What, if anything, should we do to protect our boundaries? What should we say if he continues to press the issue? We will have to continue working with him and we certainly don’t want there to be more negativity between him and us, but we do not want him to know anything more about us on a personal level and we definitely don't want to give him the idea that we are open to being friends. We are already uncomfortable having our lunches in the lunch room now that we know he enjoys eavesdropping on us, but we can’t afford to eat out every day and it’s too cold to take our packed lunches outside. We are inclined to leave things alone and cross our fingers that he simply gives up on trying to develop friendships with us, but we are afraid that he will go to our managers or to HR, as he has shown no hesitation in pointing fingers at us to our managers before. We’ve been concerned about this since one of our managers recently took my coworker aside and asked her if we were making an effort to include the new guy and make him feel welcomed as part of the team. We don’t want to end up with reputations as mean girls, excluding the poor lonely new guy, and potentially have it on our performance reviews that we’re not team players. On the other hand, we don’t want to pre-emptively speak to our managers or HR about him, because he really hasn’t done anything worth reporting, and we don’t want to escalate this unnecessarily or come across as a bunch of hysterical women.
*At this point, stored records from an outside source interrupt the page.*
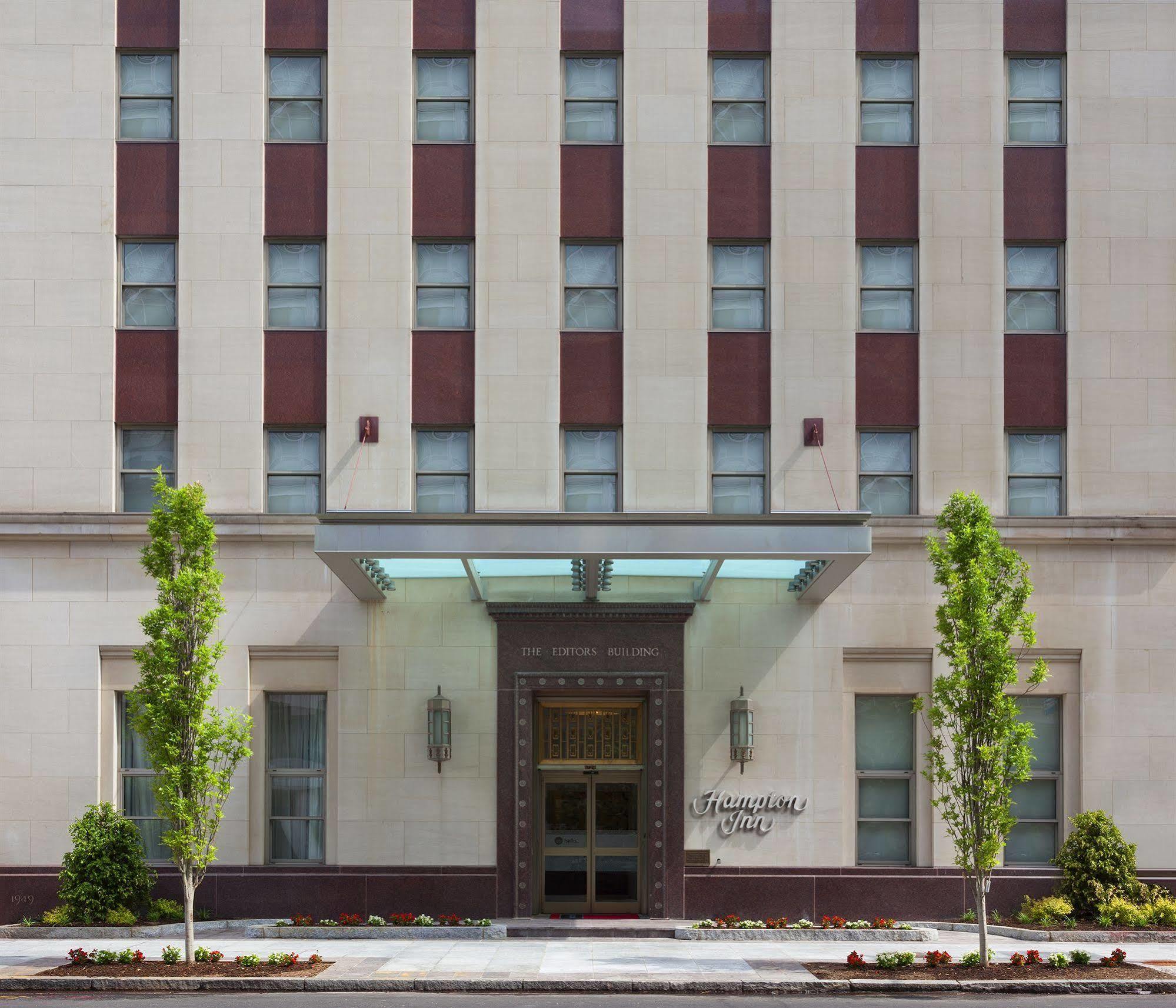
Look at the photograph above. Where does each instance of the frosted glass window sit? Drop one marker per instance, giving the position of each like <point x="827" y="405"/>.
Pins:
<point x="888" y="101"/>
<point x="146" y="96"/>
<point x="888" y="284"/>
<point x="592" y="99"/>
<point x="295" y="98"/>
<point x="442" y="99"/>
<point x="1037" y="96"/>
<point x="739" y="101"/>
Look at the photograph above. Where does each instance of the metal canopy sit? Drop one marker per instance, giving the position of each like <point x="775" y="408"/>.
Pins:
<point x="581" y="556"/>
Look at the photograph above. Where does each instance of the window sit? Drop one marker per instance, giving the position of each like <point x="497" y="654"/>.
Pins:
<point x="1037" y="94"/>
<point x="885" y="760"/>
<point x="738" y="468"/>
<point x="739" y="101"/>
<point x="591" y="468"/>
<point x="141" y="451"/>
<point x="295" y="98"/>
<point x="294" y="285"/>
<point x="592" y="99"/>
<point x="442" y="286"/>
<point x="442" y="101"/>
<point x="1035" y="475"/>
<point x="886" y="480"/>
<point x="295" y="767"/>
<point x="1035" y="802"/>
<point x="293" y="472"/>
<point x="135" y="778"/>
<point x="591" y="288"/>
<point x="147" y="279"/>
<point x="147" y="96"/>
<point x="888" y="279"/>
<point x="888" y="101"/>
<point x="739" y="290"/>
<point x="1033" y="289"/>
<point x="442" y="472"/>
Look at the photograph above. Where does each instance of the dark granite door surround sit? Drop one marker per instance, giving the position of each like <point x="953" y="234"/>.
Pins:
<point x="578" y="650"/>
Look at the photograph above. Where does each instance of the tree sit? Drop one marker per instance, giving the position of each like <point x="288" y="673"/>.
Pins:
<point x="193" y="747"/>
<point x="979" y="745"/>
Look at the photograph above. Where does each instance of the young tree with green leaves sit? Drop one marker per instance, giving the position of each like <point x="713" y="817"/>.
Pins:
<point x="979" y="745"/>
<point x="193" y="747"/>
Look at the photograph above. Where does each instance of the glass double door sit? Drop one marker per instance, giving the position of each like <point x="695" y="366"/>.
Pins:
<point x="592" y="836"/>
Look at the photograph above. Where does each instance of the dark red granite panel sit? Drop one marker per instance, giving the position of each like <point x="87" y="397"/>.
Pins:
<point x="146" y="376"/>
<point x="444" y="378"/>
<point x="887" y="198"/>
<point x="1034" y="193"/>
<point x="592" y="378"/>
<point x="739" y="204"/>
<point x="592" y="191"/>
<point x="739" y="379"/>
<point x="887" y="378"/>
<point x="295" y="190"/>
<point x="147" y="179"/>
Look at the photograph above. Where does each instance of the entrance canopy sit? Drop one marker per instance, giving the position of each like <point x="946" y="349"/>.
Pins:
<point x="555" y="557"/>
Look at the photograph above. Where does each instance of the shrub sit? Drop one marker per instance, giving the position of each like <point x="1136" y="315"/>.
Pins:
<point x="106" y="867"/>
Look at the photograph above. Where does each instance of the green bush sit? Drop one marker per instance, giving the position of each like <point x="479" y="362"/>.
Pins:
<point x="106" y="869"/>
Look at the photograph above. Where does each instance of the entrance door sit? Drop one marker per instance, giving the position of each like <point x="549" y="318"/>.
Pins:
<point x="592" y="844"/>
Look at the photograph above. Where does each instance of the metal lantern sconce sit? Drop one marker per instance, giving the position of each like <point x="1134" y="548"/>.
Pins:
<point x="742" y="731"/>
<point x="439" y="736"/>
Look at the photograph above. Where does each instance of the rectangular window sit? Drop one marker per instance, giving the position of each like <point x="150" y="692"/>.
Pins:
<point x="1035" y="802"/>
<point x="147" y="96"/>
<point x="442" y="472"/>
<point x="592" y="99"/>
<point x="738" y="472"/>
<point x="444" y="286"/>
<point x="1037" y="475"/>
<point x="888" y="284"/>
<point x="885" y="762"/>
<point x="135" y="778"/>
<point x="147" y="279"/>
<point x="739" y="288"/>
<point x="888" y="101"/>
<point x="442" y="101"/>
<point x="293" y="472"/>
<point x="1037" y="101"/>
<point x="592" y="288"/>
<point x="141" y="451"/>
<point x="294" y="285"/>
<point x="295" y="769"/>
<point x="886" y="473"/>
<point x="1033" y="289"/>
<point x="591" y="471"/>
<point x="297" y="85"/>
<point x="739" y="101"/>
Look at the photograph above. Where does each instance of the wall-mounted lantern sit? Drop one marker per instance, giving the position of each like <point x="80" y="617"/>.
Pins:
<point x="742" y="732"/>
<point x="439" y="737"/>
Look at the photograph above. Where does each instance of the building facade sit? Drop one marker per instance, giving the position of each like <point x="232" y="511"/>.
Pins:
<point x="600" y="366"/>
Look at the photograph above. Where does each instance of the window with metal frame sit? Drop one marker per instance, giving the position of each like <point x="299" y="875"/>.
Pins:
<point x="886" y="472"/>
<point x="1037" y="101"/>
<point x="885" y="767"/>
<point x="739" y="99"/>
<point x="297" y="85"/>
<point x="147" y="96"/>
<point x="1037" y="473"/>
<point x="297" y="776"/>
<point x="1037" y="802"/>
<point x="890" y="283"/>
<point x="888" y="101"/>
<point x="444" y="99"/>
<point x="592" y="99"/>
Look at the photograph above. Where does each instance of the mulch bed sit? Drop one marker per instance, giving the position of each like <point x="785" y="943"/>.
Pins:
<point x="998" y="971"/>
<point x="153" y="969"/>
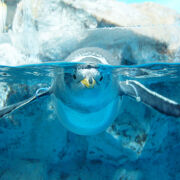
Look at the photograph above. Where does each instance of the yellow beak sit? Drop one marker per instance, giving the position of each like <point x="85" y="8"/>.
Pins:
<point x="86" y="83"/>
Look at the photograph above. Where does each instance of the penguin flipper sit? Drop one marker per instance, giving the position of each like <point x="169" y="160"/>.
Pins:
<point x="162" y="104"/>
<point x="39" y="93"/>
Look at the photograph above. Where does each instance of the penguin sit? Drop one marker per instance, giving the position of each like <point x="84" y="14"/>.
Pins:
<point x="88" y="99"/>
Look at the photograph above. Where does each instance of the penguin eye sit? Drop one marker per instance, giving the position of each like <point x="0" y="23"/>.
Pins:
<point x="101" y="78"/>
<point x="74" y="76"/>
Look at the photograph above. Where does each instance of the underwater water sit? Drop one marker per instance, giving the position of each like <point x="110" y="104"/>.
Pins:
<point x="140" y="144"/>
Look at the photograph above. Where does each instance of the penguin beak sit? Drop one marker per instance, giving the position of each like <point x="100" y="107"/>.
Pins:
<point x="89" y="83"/>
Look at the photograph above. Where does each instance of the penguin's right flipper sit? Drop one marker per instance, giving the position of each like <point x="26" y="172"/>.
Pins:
<point x="39" y="93"/>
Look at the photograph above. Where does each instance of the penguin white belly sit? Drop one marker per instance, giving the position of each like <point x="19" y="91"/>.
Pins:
<point x="87" y="123"/>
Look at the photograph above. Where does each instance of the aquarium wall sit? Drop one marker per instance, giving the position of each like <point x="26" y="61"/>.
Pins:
<point x="141" y="144"/>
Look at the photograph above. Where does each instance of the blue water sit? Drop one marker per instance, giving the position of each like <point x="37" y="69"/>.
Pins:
<point x="140" y="144"/>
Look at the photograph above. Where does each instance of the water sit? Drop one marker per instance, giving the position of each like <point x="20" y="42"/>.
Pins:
<point x="31" y="139"/>
<point x="140" y="144"/>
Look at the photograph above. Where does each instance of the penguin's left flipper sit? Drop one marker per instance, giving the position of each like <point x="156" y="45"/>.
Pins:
<point x="141" y="93"/>
<point x="39" y="93"/>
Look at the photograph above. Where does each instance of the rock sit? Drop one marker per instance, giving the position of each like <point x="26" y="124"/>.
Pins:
<point x="64" y="26"/>
<point x="122" y="14"/>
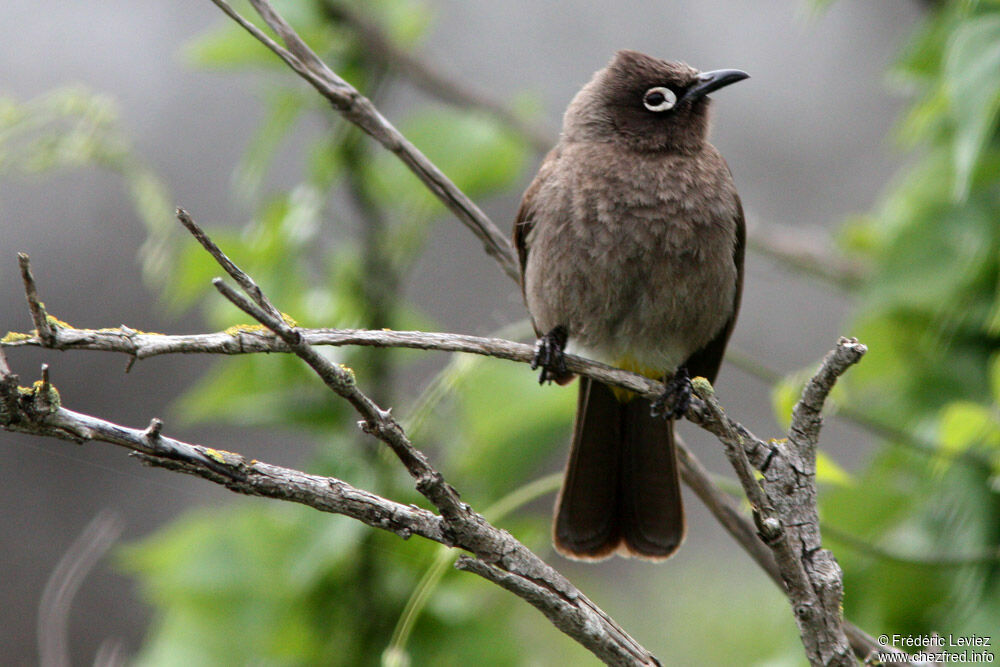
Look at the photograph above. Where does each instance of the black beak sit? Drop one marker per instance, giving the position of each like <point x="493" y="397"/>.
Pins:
<point x="708" y="82"/>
TL;DR: I need advice on how to enforce my boundaries with a male coworker who would like to have more than a professional working relationship with my female coworkers and me. He makes us very uncomfortable and does not know how to take a hint. We hope we can do this in a way that is professional, as polite as possible, and will not affect how our managers and HR view our performance in terms of being good team players. How do we make it clear to this male coworker that we do not want his company outside of working hours and do not want to interact with him beyond what is required for us to do our jobs, as kindly yet clearly as possible?